As George Siemens acknowledged in his video intro to week 2, the openness in education MOOC didn’t get off to a great start. For me, the combination of emails not arriving, no blogs to engage with, inaccessible readings and the fact that I was on holiday meant that I didn’t really engage much last week. I am hoping to make up for that this week.
A significant part of my interest in taking this MOOC was to experience the tools for this type of course and online peer learning in a more focused way that in my usual PLN which is based around Google plus and Twitter. So this week I really want to read other people’s blogs and make some comments, but first I want to do some more reading.
Talking of tools, I am trying to do this whole thing digitally on my Android tablet so am starting with the readings that are downloadable as pdfs because these I can easily annotate with EZpdf reader which seems the ‘natural’ way for me to engage with a text.

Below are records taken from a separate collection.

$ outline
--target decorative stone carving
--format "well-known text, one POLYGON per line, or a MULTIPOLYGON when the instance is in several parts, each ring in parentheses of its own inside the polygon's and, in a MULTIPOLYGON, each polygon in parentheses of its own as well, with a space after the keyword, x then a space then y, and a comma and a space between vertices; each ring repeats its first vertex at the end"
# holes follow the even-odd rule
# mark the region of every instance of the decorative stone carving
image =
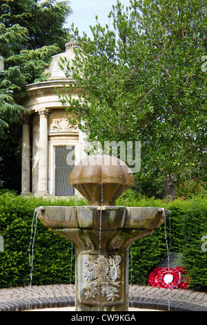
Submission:
POLYGON ((85 261, 88 270, 84 274, 87 285, 83 288, 86 299, 96 299, 100 295, 111 301, 119 298, 118 288, 120 288, 120 282, 116 280, 121 277, 119 266, 121 260, 119 255, 100 255, 94 262, 91 262, 88 255, 85 261))
POLYGON ((71 125, 67 118, 62 118, 52 123, 52 131, 72 131, 77 129, 77 125, 71 125))
POLYGON ((47 118, 50 113, 49 109, 37 109, 36 111, 38 113, 40 118, 47 118))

I realise this is very rooted in my experience as a student in the 90s when scribbling on photocopies of chapters and papers was the most common way to work in my discipline area (literature and gender studies). When I have done the pdf readings it will be interesting to see how I can engage with Web-based readings. This is important for me to think about because in my day to day practice as an education developer I am frequently referring colleagues to Web pages (including ones I have created) without thinking too much about how the ‘reading’ of such resources might differ from more traditional reading such as journal articles (though of course these too are often online these days).

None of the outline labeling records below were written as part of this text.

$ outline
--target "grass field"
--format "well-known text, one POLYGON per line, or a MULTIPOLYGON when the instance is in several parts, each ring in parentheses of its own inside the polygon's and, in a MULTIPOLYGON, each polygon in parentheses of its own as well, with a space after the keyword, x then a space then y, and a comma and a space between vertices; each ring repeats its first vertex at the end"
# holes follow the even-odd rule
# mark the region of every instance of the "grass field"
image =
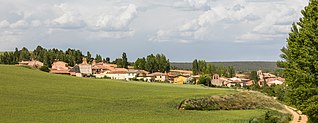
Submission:
POLYGON ((0 65, 0 122, 248 122, 263 110, 180 111, 185 98, 233 90, 53 75, 0 65))

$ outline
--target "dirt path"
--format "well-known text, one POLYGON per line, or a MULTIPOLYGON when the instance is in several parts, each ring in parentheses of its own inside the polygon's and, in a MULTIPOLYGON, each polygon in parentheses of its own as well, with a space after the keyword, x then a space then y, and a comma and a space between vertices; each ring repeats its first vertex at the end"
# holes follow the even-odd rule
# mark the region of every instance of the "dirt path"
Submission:
POLYGON ((293 120, 290 123, 307 123, 307 116, 301 114, 301 112, 296 112, 294 108, 285 105, 287 111, 289 111, 293 115, 293 120))

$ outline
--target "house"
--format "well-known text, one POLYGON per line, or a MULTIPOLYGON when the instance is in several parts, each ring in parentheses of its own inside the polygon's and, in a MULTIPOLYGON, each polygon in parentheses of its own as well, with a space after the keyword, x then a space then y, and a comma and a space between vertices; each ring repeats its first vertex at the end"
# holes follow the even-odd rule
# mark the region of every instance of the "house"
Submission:
POLYGON ((183 84, 187 82, 187 79, 189 78, 189 76, 184 76, 184 75, 178 75, 173 79, 173 82, 175 84, 183 84))
POLYGON ((276 78, 267 78, 267 79, 263 79, 263 80, 259 80, 258 81, 258 85, 260 87, 263 86, 263 84, 266 84, 268 86, 272 86, 272 85, 281 85, 285 82, 285 79, 284 78, 281 78, 281 77, 276 77, 276 78))
POLYGON ((247 86, 249 83, 250 79, 241 79, 237 77, 229 78, 226 82, 225 85, 228 87, 233 87, 239 85, 240 87, 247 86))
POLYGON ((67 65, 67 63, 63 62, 63 61, 55 61, 52 64, 52 68, 50 69, 50 73, 54 73, 54 74, 67 74, 69 75, 69 67, 67 65))
POLYGON ((156 82, 167 82, 169 80, 168 75, 165 73, 161 73, 161 72, 155 72, 152 74, 148 74, 147 77, 153 78, 153 80, 156 82))
POLYGON ((149 72, 145 71, 145 70, 138 70, 137 73, 137 80, 142 80, 145 82, 151 82, 152 80, 154 80, 153 77, 148 76, 149 72))
POLYGON ((224 86, 224 80, 220 79, 219 74, 214 74, 211 80, 211 84, 214 86, 224 86))
POLYGON ((44 64, 40 61, 37 60, 32 60, 32 61, 21 61, 19 62, 18 65, 21 66, 31 66, 31 67, 36 67, 36 68, 40 68, 42 67, 44 64))
POLYGON ((132 79, 136 78, 138 75, 138 72, 139 71, 135 70, 135 69, 128 69, 126 80, 132 80, 132 79))
POLYGON ((105 75, 111 79, 127 80, 128 70, 125 68, 114 68, 111 71, 105 71, 105 75))
POLYGON ((88 64, 86 58, 83 57, 82 63, 75 65, 69 72, 72 76, 77 77, 91 76, 93 73, 92 65, 88 64))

Later…I actually found a URL-to-pdf Android app so all my reading and annotating is now happening in EZpdf reader but still want to think about how people might be reading the materials I am creating. That’s one for the to-do list!

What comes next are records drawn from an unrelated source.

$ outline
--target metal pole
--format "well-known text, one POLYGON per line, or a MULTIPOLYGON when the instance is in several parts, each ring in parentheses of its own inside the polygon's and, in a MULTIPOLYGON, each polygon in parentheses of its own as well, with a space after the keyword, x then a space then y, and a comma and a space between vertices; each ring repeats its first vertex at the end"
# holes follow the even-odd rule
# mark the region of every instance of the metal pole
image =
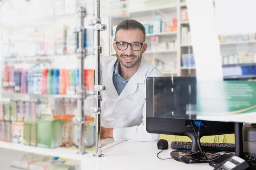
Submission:
POLYGON ((77 119, 77 122, 79 125, 79 151, 78 153, 79 154, 83 154, 85 153, 84 146, 84 113, 83 108, 84 108, 84 100, 86 98, 85 89, 84 87, 84 60, 85 58, 86 51, 84 48, 84 20, 85 17, 85 8, 83 7, 79 8, 78 12, 79 18, 80 20, 79 25, 76 28, 75 33, 78 33, 78 49, 77 53, 78 54, 77 58, 79 60, 79 87, 77 91, 78 95, 78 100, 77 101, 77 108, 79 113, 79 117, 77 119))
POLYGON ((101 24, 100 19, 100 0, 94 0, 94 19, 90 21, 90 25, 94 26, 94 53, 95 57, 95 76, 94 97, 95 108, 90 109, 91 113, 95 113, 96 126, 96 148, 95 154, 93 156, 102 157, 104 155, 102 153, 101 148, 101 101, 102 99, 102 91, 105 90, 105 87, 101 85, 101 63, 100 54, 102 47, 100 42, 100 31, 106 29, 106 26, 101 24))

I am intrigued that the Open University is to be used as an example because much as I love the OU, which got me started on Higher Education in the 80s, I am thinking back to the rather stringent definition of ‘open’ we read last week and am not convinced that the OU I experienced met the requirements – although there were no formal entry requirements, the fees were (even then) quite considerable and the course materials were copyrighted….. Having now read the piece on the history of the OU I am not sure that their materials are OERs, or at least not all of them. There are some free ‘openlearn’ courses in recent years, but I am not sure whether they are copyrighted in a restrictive way. And are open access TV programmes produced by a university any more OERs than any TV documentary?
The Cute Kitten Syndrome blog post by Stephen Downes from 4 years ago was interesting in that it still seemed relevant, suggesting that the OER movement may not actually be moving very much or very fast. Apart from the sudden glut of MOOCs there does not seem to be a rush for HEIs to produce or use a wide range of OERs. I have seen YouTube lectures which seem as much about marketing as education and examples of digitizing archive materials to improve access (which seems like great idea for opening up research to students) but, at least in the UK there does not seem to be much use of OERs in HE teaching. In all my interactions with faculty I have only come across one or two people using such resources (a lab simulation from MERLOT and Physlets) as part of teaching practice. As both of these examples are from the hard sciences I wonder if there is a disciplinary split going on here, with digitization of archives/resources on one hand and use of simulations/learning objects on the other? I would be interested to know whether anyone else has observed a humanities/science split in the use of OERs.
Now I am off to do two things. First, to read and engage with some other #oped12 blogs and second, to think a bit more about what I wanted to get from this MOOC and what it wanted me to get from it (learning outcomes) and how either of us is going to evaluate / assess that.